The first specifically built lifeboat was probably the vessel constructed by Lionel Lukin in 1785. This was based near Barnburgh, in Northumberland, close to where Grace Darling and her father famously rescued crew members of the Forfarshire in 1838.
Hutchinson had learned his seamanship on the Tyne, and this is where, in 1789, Henry Greathead answered an advertisement in the Newcastle Advertiser. A group of Southshield businessmen was offering two guineas for a plan of a “boat to preserve the lives of seamen”. Greathead’s boat, double ended, ten oared, self-righting, and alomt unsinkable, became the prototype lifeboat.
Top: Henry Greathead’s lifeboat
Above: The lifeboatmen.
Prints and text about the Lake Lights.
The text reads: Liverpool Town Council appreciated the need for lighthouses as early as 1762. The council arranged for four to be built on the Wirral – two at Mockbeggar and two at Hoyle Lake. Two years later, the two Lake Lights were in place.
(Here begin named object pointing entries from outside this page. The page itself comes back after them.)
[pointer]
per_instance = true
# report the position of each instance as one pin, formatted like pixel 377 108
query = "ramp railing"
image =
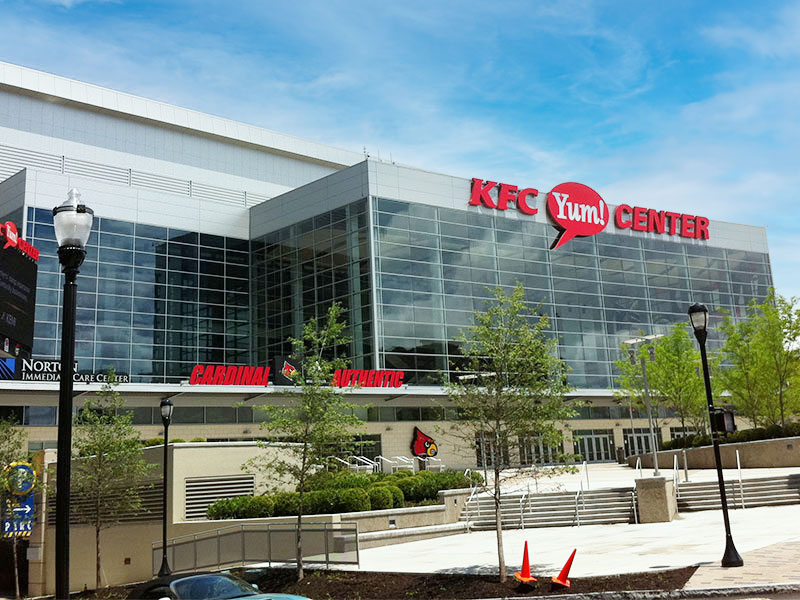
pixel 254 543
The Lower Lights was attached to a wooden lantern-shaped structure 24 feet high. It stood at the high water mark but could be moved according to the tides and shifting sands. The Upper Light was built of brick and was about 50 feet high. One man oversaw both lights for an annual salary of £18.
Ships travelling to Liverpool from the west would look for the windmill on Grange Hill to the south of the lights.
Soon they would reach Hoyle Lake, described as “a very good roadstead to lie in till it is a proper time and tide to proceed to Liverpool”.
In October 1765, £60 was needed to repair fire damage, which was thought to have been caused at the Lower Light by someone under the influence of strong drink. An order outlawing the storing or selling of ales and liquors in lighthouses was issued immediately.
Top: The Upper and Lower Lighthouses, 1840
Above: left, Lower Lighthouse, right, Upper Lighthouse, centre, the Lower Lighthouse in 1905, three years before it shone for the last time.
External photograph of the building – main entrance.